Juventud (Blakeslee)

Book Reviews
A harrowing, international coming-of-age story, Juventud is unforgettable, erotic, and suspenseful. I was willing to follow the protagonist Mercedes anywhere, into the Cali nightclubs, to her shooting lessons, into bed with her lovers, and to the dangerous activist meetings and rallies that mark a point-of-no-return in her adolescence. This novel is part political thriller, part love story. It kept me up at night and that's the highest praise.
Patricia Henley, National Book Award finalist, author of Hummingbird House and In the River Sweet

Riveting, readable, and refreshingly rendered with the news of the world, Vanessa Blakeslee’s remarkable debut novel takes us inside Colombia through the eyes of Mercedes, a privileged half-Colombian girl who leaves what once was the safety of Papi’s hacienda to embark on a life conflicted by both disappointments and splendid achievements. [...] As Mercedes searches for sanctuary in the world, her story echoes the conflicts of our 21st Century’s transnational, uneasy global culture.

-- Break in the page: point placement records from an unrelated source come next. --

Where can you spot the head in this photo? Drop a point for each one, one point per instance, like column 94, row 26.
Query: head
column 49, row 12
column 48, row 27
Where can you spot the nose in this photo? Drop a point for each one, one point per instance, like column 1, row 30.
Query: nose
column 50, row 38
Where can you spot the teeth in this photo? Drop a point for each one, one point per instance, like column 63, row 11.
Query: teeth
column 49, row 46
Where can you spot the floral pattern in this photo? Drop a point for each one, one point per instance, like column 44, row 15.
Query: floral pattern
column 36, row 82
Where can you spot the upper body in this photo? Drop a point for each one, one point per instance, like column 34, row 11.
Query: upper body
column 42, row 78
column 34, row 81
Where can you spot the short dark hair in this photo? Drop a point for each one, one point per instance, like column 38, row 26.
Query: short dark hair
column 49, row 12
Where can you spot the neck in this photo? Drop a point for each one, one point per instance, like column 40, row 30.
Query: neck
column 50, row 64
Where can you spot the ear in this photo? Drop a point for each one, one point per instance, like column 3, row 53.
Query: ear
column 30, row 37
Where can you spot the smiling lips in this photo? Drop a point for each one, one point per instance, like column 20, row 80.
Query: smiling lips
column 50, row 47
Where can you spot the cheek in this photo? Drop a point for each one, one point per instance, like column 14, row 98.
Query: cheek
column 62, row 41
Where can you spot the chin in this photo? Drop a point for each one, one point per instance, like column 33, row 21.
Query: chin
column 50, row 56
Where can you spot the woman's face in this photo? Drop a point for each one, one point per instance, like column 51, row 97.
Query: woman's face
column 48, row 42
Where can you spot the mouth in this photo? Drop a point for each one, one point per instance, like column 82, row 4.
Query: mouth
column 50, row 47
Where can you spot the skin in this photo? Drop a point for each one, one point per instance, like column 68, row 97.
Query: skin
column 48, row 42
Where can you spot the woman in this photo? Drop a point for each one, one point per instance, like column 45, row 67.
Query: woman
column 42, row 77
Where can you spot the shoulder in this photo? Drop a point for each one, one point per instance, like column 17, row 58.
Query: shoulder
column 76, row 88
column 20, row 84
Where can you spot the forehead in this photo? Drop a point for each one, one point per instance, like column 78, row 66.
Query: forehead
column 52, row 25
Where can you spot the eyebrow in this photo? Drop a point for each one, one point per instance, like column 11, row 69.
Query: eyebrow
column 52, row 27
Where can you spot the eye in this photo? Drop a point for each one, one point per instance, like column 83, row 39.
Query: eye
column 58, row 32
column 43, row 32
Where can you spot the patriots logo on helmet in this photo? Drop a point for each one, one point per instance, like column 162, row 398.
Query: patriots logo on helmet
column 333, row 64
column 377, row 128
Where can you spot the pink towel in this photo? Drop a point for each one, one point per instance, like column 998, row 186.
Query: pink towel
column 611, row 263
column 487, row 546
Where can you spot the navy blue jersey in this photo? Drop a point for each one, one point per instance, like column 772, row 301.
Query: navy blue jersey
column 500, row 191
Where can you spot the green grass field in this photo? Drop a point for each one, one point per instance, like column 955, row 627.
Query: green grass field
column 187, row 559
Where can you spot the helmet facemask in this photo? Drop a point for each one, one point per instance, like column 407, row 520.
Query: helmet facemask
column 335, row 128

Juventud is an important novel for our times about the end of innocence.
Xu Xi, author of Habit of a Foreign Sky

Local indie press Curbside Splendor continues to distinguish itself as a literary trendsetter with Blakeslee’s debut novel, Juventud. This is an ambitious, wide-ranging story about a privileged young Colombian woman. Class, family ties, and the blinding optimism of youth: Blakeslee isn’t shying away from some of the big, timeless issues.
Christine Sneed - Newcity Lit

Juventud makes an excellent pairing with Netflix's series "Narcos," which begins a few decades earlier and traces the rise of the Medellín Cartel. While the series—shot in Colombia—focuses on those who drove and helped maintain the violence there, Blakeslee's novel traces its eventual effects on one young woman's life. Together (and with the caveat that both take some poetic license), they're a crash course in the history of a place I didn't know at all.
Margot Harrison - The First 50 Pages

There’s plenty of moral ambiguity in Juventud (Youth) as well, but Vanessa Blakeslee’s focus is on the experiences of her narrator, Mercedes Martínez, rather than in exposing and criticizing policy. From the opening pages, rich in detail and suspense, her novel is vivid and full of life…. If Juventud does have an agenda it must be this: As Colombia seeks peace–as in any other conflict zone on this earth–Blakeslee’s novel makes us ask how a person forgives and moves on when the truth remains veiled, when you can’t even be sure who or what is to blame and therefore who you must choose or refuse to forgive.”